Data Access Patterns
Reading time: ~15 minutes
Introduction​
Data access is a critical aspect of Prism Architecture, providing the mechanisms for storing, retrieving, and manipulating data while maintaining separation between business logic and persistence concerns. This document explores the various data access patterns in Prism Architecture, how they interact with other layers, and when to use each approach.
The data access patterns in Prism Architecture are designed to balance several key considerations:
- Separation of domain logic from persistence details
- Optimization for different access patterns (CRUD operations vs. complex queries)
- Support for modern APIs like GraphQL alongside traditional REST APIs
- Maintaining clean architecture while allowing for performance optimization
Core Data Access Concepts​
Multiple Data Access Patterns​
Prism Architecture recognizes that different data access scenarios require different approaches.

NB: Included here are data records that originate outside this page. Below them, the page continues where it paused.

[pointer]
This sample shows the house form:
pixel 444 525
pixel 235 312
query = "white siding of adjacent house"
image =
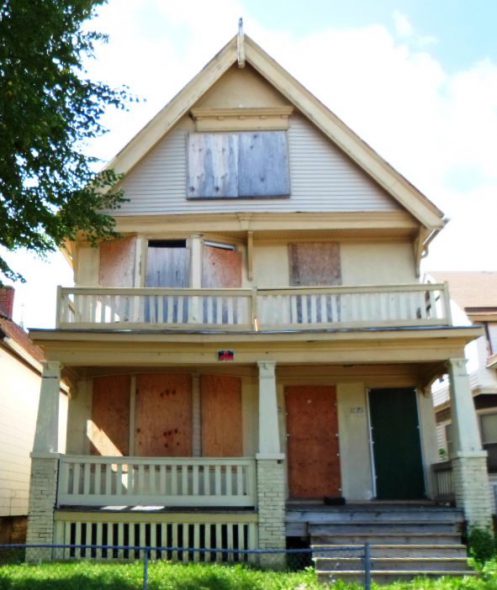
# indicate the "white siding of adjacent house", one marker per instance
pixel 19 394
pixel 322 179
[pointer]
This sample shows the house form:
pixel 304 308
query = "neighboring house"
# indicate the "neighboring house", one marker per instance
pixel 258 337
pixel 20 378
pixel 474 297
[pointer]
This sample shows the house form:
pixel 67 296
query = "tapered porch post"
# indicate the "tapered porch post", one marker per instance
pixel 270 467
pixel 470 474
pixel 44 463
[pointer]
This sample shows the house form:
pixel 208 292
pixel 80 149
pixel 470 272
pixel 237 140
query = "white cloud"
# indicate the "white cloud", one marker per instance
pixel 402 24
pixel 438 128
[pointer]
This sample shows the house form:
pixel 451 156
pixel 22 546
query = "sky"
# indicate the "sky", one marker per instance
pixel 416 79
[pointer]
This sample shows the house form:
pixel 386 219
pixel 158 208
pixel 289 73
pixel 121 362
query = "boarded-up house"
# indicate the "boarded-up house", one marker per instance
pixel 258 337
pixel 20 379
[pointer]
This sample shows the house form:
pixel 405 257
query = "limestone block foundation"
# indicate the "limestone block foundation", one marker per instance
pixel 472 489
pixel 42 498
pixel 271 496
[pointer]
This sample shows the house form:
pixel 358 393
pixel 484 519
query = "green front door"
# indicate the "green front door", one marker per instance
pixel 396 445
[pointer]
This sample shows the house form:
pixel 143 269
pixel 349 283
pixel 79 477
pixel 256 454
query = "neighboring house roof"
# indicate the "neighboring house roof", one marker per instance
pixel 20 341
pixel 240 50
pixel 472 290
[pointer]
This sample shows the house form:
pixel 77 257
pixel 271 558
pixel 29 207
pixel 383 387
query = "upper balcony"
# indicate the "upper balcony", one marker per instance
pixel 258 309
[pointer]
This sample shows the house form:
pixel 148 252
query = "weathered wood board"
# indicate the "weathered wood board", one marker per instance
pixel 221 268
pixel 117 263
pixel 313 448
pixel 221 407
pixel 168 264
pixel 315 263
pixel 163 415
pixel 110 415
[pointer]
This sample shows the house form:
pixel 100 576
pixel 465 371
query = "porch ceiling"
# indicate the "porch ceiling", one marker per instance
pixel 142 348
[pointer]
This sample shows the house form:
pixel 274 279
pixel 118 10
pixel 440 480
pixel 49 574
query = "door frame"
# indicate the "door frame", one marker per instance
pixel 371 445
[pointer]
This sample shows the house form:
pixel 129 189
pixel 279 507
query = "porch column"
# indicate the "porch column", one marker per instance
pixel 270 468
pixel 469 464
pixel 44 464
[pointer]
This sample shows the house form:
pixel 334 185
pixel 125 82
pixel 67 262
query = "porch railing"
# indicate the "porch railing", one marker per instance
pixel 257 309
pixel 443 485
pixel 118 481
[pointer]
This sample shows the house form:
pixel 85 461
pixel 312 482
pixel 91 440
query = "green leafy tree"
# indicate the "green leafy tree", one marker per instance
pixel 49 110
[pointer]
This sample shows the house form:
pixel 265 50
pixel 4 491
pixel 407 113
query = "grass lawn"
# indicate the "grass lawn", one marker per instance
pixel 168 576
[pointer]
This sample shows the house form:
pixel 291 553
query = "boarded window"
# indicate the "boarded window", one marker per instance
pixel 222 432
pixel 221 267
pixel 168 264
pixel 238 165
pixel 163 416
pixel 109 428
pixel 117 263
pixel 315 264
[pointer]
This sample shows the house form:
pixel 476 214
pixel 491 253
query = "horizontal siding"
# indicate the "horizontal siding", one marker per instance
pixel 322 179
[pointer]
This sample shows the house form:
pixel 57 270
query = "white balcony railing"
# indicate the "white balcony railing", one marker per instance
pixel 259 309
pixel 157 481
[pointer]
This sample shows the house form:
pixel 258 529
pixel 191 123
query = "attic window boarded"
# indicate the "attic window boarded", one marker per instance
pixel 238 165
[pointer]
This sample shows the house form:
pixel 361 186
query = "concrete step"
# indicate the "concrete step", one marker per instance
pixel 422 564
pixel 387 538
pixel 376 515
pixel 378 528
pixel 387 577
pixel 392 550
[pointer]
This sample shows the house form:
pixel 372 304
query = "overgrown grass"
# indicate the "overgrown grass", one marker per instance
pixel 85 575
pixel 162 576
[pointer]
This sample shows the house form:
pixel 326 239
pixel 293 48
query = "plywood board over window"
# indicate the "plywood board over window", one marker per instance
pixel 163 415
pixel 117 263
pixel 316 263
pixel 221 267
pixel 168 264
pixel 109 428
pixel 238 165
pixel 221 406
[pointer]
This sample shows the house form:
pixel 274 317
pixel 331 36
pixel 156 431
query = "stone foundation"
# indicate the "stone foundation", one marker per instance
pixel 271 499
pixel 472 488
pixel 42 498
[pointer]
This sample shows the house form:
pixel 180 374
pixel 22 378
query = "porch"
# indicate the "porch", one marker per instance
pixel 254 309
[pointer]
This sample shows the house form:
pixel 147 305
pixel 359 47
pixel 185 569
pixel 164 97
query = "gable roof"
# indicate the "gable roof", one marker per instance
pixel 470 289
pixel 349 142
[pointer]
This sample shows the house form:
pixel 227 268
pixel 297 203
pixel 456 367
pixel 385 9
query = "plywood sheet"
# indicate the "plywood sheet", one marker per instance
pixel 117 263
pixel 221 403
pixel 313 448
pixel 263 164
pixel 168 265
pixel 163 415
pixel 315 263
pixel 109 431
pixel 221 268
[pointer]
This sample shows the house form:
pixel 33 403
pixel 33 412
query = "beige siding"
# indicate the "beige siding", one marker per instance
pixel 362 263
pixel 19 388
pixel 322 179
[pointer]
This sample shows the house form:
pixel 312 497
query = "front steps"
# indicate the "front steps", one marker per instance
pixel 405 541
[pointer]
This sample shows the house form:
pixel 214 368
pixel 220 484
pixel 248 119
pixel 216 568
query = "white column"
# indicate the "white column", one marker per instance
pixel 469 464
pixel 47 422
pixel 269 432
pixel 466 435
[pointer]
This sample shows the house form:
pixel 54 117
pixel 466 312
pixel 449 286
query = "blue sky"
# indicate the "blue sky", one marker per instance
pixel 416 79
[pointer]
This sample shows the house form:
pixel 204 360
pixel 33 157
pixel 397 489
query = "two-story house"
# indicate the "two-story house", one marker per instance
pixel 474 301
pixel 257 339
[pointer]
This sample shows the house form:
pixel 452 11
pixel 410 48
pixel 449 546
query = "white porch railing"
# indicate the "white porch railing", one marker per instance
pixel 244 309
pixel 443 485
pixel 126 481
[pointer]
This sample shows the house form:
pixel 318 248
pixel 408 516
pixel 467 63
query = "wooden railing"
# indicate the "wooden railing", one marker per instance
pixel 443 486
pixel 258 309
pixel 118 481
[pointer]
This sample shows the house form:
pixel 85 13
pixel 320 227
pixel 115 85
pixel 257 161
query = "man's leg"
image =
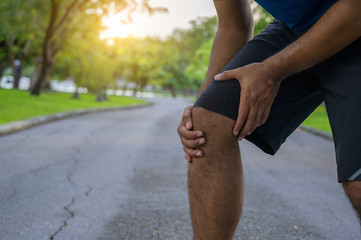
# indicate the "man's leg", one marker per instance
pixel 353 191
pixel 215 181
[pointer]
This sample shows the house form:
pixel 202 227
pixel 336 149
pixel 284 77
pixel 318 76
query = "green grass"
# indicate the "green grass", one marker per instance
pixel 319 120
pixel 16 104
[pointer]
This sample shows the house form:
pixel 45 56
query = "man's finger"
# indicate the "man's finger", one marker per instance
pixel 265 115
pixel 259 119
pixel 192 152
pixel 188 158
pixel 187 117
pixel 193 143
pixel 188 134
pixel 226 75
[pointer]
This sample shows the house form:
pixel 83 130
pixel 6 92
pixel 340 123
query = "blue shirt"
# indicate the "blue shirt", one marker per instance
pixel 297 14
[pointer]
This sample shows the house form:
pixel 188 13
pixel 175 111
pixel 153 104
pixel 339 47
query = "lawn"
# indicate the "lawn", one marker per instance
pixel 16 104
pixel 319 120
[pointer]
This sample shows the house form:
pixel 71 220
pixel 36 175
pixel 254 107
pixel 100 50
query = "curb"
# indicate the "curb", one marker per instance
pixel 316 132
pixel 17 126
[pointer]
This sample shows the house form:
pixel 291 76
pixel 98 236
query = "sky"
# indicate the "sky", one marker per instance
pixel 180 12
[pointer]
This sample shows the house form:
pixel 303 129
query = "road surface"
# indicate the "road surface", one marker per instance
pixel 122 175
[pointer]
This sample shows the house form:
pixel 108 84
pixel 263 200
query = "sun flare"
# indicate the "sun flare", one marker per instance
pixel 116 26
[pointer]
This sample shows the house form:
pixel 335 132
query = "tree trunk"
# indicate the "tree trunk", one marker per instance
pixel 40 80
pixel 17 74
pixel 172 90
pixel 47 54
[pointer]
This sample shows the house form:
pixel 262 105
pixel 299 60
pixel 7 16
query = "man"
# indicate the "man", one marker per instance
pixel 266 88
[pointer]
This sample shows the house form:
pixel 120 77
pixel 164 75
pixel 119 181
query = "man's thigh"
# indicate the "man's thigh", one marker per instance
pixel 298 95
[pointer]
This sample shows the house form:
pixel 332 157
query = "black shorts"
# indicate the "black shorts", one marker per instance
pixel 337 81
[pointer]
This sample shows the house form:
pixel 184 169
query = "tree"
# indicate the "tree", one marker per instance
pixel 21 24
pixel 64 14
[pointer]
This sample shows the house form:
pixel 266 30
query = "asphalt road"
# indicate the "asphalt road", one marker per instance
pixel 122 175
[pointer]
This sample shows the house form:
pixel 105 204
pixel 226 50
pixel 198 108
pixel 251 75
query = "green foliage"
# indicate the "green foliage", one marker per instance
pixel 319 120
pixel 48 103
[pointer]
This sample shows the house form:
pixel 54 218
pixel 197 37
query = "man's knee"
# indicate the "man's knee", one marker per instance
pixel 217 128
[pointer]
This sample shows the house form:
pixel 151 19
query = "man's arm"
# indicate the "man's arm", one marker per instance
pixel 235 29
pixel 335 30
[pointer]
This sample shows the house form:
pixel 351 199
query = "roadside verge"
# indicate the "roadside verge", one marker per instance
pixel 316 132
pixel 16 126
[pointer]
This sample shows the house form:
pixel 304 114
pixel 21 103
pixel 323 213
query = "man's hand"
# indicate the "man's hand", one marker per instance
pixel 190 139
pixel 258 91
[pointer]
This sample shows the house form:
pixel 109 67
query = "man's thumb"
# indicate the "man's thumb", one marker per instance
pixel 226 75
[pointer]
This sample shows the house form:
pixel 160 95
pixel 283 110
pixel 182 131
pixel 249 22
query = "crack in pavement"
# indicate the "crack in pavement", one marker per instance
pixel 16 144
pixel 75 164
pixel 11 195
pixel 65 222
pixel 89 190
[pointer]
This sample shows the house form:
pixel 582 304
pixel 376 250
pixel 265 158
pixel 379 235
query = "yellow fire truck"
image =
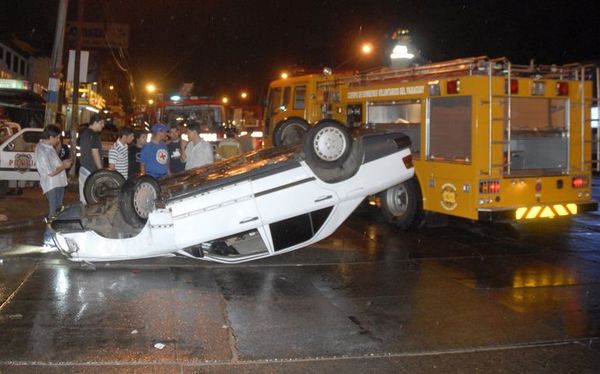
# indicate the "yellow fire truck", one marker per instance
pixel 491 140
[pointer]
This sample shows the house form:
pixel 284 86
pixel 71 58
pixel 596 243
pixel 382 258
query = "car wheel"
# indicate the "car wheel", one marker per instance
pixel 328 144
pixel 137 199
pixel 402 205
pixel 290 131
pixel 102 184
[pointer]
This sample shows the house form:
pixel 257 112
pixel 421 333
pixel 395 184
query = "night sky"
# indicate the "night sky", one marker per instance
pixel 224 46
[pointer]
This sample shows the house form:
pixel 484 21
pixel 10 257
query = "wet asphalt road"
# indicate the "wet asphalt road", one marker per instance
pixel 460 298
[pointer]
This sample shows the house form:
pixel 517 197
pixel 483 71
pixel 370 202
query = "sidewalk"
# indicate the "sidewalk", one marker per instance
pixel 30 208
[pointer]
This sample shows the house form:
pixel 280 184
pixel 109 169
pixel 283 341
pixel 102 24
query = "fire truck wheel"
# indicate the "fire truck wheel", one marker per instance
pixel 402 205
pixel 327 144
pixel 138 198
pixel 102 184
pixel 3 188
pixel 290 131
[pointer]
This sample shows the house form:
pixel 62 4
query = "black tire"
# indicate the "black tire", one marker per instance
pixel 102 184
pixel 290 131
pixel 137 199
pixel 3 188
pixel 402 205
pixel 328 144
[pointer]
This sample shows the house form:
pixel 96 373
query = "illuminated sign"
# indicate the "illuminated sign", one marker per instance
pixel 383 92
pixel 14 84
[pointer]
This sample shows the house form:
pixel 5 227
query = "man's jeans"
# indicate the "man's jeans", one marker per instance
pixel 55 198
pixel 83 174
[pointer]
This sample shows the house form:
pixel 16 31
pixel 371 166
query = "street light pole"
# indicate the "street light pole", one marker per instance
pixel 75 96
pixel 52 100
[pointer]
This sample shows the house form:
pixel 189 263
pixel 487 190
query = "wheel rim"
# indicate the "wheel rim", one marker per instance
pixel 397 200
pixel 329 143
pixel 103 187
pixel 143 199
pixel 292 134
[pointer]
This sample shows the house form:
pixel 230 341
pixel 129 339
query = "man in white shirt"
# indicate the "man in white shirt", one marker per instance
pixel 118 155
pixel 53 178
pixel 197 152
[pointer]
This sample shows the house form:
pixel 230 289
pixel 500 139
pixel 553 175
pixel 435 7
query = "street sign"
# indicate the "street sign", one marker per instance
pixel 100 35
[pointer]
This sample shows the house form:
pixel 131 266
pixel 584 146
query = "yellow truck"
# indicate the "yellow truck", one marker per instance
pixel 491 140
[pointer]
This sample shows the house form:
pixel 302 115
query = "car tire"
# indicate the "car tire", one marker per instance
pixel 290 131
pixel 137 199
pixel 328 144
pixel 102 184
pixel 402 205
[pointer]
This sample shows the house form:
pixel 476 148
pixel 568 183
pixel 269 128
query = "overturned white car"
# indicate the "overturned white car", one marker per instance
pixel 252 206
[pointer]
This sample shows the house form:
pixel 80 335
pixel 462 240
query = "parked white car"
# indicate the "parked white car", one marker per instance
pixel 17 147
pixel 252 206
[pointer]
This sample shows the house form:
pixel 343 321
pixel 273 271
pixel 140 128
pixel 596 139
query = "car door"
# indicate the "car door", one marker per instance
pixel 293 205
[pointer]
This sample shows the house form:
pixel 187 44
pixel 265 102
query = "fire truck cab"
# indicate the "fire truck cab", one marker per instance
pixel 296 103
pixel 491 140
pixel 208 112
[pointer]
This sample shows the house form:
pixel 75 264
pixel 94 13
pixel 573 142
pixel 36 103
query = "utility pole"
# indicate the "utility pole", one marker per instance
pixel 75 96
pixel 52 102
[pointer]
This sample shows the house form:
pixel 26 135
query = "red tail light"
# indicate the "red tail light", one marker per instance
pixel 407 161
pixel 580 182
pixel 489 186
pixel 538 187
pixel 514 86
pixel 562 88
pixel 453 86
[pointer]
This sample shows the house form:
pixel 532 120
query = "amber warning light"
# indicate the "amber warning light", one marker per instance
pixel 408 161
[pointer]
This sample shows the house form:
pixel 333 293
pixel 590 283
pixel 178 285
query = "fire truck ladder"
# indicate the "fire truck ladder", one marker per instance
pixel 595 140
pixel 470 66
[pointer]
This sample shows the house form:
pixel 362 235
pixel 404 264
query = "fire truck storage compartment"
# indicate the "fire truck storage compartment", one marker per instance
pixel 539 135
pixel 449 129
pixel 405 115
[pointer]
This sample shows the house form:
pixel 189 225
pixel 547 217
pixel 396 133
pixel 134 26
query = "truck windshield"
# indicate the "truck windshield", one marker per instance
pixel 210 117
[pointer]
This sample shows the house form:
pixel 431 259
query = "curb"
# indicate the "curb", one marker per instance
pixel 7 226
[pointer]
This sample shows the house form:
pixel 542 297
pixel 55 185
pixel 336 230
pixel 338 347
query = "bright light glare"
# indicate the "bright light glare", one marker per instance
pixel 150 87
pixel 401 51
pixel 209 137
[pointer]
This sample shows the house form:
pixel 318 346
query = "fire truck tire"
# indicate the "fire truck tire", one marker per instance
pixel 3 188
pixel 137 199
pixel 102 184
pixel 290 131
pixel 327 145
pixel 402 205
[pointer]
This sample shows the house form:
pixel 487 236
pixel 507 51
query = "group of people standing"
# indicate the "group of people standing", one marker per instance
pixel 131 154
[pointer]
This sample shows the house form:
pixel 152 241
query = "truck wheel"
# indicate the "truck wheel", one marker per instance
pixel 3 188
pixel 137 199
pixel 327 144
pixel 102 184
pixel 402 205
pixel 290 131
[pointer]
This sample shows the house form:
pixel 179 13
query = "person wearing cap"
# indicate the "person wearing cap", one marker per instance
pixel 175 148
pixel 197 151
pixel 90 147
pixel 155 155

Rather than forcing all data access through a single pattern, it provides a suite of complementary patterns:
- Repository Pattern: Traditional entity-focused data access
- QueryService Pattern: Optimized for complex data retrieval scenarios
- Operation Pattern: Focused on specific GraphQL operations
These patterns work together to provide comprehensive data access capabilities while maintaining architectural integrity.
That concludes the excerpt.